Quello tra i due sembra un combattimento clandestino, senza regole, senza rimorsi, solo rabbia; a sottolinearlo, i versi animaleschi, messì lì non certo per far scena, che accompagnano le scene in cui i due si affrontano e delle ambientazioni sporche quanto tutto il resto. Quest’ultime rappresentano un altro aspetto estremamente positivo; sono a dir poco perfette e maledettamente affascinanti; un continuo susseguirsi di discariche, strade deserte, mercati vuoti, tutti continuamente illuminati da lampioni che abbagliano e sfumano con quella luce gialla e accecante. Stesso discorso per le zone meravigliosamente desertiche in Cambogia, valorizzate da una fotografia tendente anch’essa al giallo.
I dialoghi sono ridotti all’essenziale, tutto è affidato agli sguardi, ai gesti, ma questa non è una novità dato che si sta parlando di una pellicola orientale.

Anche di negativo, purtroppo, ce n’è. Anzitutto, a smorzare l’entusiasmo durante la visione sono delle esagerazione sistematiche che si risolvono in gente che non si fa niente o quasi quando viene raggiunta da un colpo di pistola, in un tizio che riesce a non fiatare quando gli viene conficcato un coltello nella mano e in coincidenze improbabili ed evitabili che vanno a danno della credibilità. Ora, su queste esagerazioni si sarebbe anche potuto chiudere un occhio se non avessero raggiunto il culmine nei 30 minuti finali; infatti se è vero che la Cambogia, scenario finale, è in sé un’ambientazione perfetta, è anche vero che tutto il resto non convince affatto, partendo dallo scontro fra i due, passando per le discutibili scelte relative alla colonna sonora, fino ad arrivare ad una sequenza conclusiva si del tutto simbolica, ma comunque forzata e che vorrebbe da sola contrastare lo sfacelo dell’umanità sottolineato per tutta la durata della pellicola, ma che si risolve in una evitabile stonatura.
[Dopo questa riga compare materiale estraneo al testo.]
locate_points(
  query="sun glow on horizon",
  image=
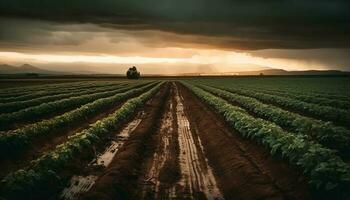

Insomma, il netto contrasto tra la prima parte di questo commento e la seconda, credo sia sufficiente a far capire quale occasione mancata sia “Dog bite Dog” e mi dispiace non poco mettere un voto così basso, specie se ripenso ai favolosi 10 minuti iniziali e alle interpretazioni perfette di Sam Lee e di Edison Chen (Infernal Affairs 2). Un vero peccato.